Austin House Leveling and Soil Stabilization, Inc, Appellee
FROM THE DISTRICT COURT OF TRAVIS COUNTY, 261ST JUDICIAL DISTRICT
NO. 97-04341, HONORABLE PAUL R. DAVIS, JR., JUDGE PRESIDING
PER CURIAM

Stabilizing Technology of Texas, Inc. ("STT") sought a declaratory judgment and sued Austin House Leveling and Soil Stabilization, Inc. ("AHL") for money damages claiming breach of contract, fraud, violations of the Deceptive Trade Practices Act, negligence, negligent supervision, breach of implied warranty, and indemnity. (1) AHL counterclaimed seeking sanctions and attorneys' fees for defending the suit that it contended was groundless, brought in bad faith, or purely for the purposes of harassment. After determining the order granting a partial summary judgment in favor of AHL is interlocutory and is not an appealable final judgment, we will dismiss the appeal for want of jurisdiction.
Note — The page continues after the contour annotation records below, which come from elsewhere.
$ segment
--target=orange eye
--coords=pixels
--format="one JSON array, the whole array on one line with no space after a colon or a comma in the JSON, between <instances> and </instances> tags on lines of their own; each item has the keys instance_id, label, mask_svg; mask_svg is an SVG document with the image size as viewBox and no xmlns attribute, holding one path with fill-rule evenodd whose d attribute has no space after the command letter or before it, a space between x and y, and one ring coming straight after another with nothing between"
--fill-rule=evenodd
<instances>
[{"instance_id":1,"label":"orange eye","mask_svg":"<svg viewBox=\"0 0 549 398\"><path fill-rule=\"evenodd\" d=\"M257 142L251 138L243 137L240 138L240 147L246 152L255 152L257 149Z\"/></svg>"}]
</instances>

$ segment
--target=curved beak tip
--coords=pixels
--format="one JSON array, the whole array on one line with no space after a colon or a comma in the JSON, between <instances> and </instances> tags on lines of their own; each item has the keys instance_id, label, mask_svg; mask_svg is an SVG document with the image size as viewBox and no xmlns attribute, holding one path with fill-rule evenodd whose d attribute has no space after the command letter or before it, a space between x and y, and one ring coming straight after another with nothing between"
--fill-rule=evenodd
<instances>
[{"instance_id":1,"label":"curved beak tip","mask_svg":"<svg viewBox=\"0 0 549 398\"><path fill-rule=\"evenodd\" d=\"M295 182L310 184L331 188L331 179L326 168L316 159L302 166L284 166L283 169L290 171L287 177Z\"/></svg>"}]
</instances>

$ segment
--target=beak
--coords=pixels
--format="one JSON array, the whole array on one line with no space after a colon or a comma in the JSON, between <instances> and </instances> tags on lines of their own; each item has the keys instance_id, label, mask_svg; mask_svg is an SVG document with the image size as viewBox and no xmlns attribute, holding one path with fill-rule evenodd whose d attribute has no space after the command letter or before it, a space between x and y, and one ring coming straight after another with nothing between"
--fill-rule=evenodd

AHL moved for a partial summary judgment. In its motion, AHL explicitly stated in its first footnote, "The motion seeks a partial summary judgment only because it does not address Defendant's counterclaims against Stabilizing Technologies [sic] of Texas, Inc." STT responded to the motion and the district court entered an order titled "Partial Summary Judgment." The order provided: "It is, therefore, ordered, adjudged and decreed that Defendant's Amended Motion for Partial Summary Judgment be granted, and that Plaintiff take nothing by its suit." The order does not mention AHL's counterclaims. It is from this order STT attempts an appeal.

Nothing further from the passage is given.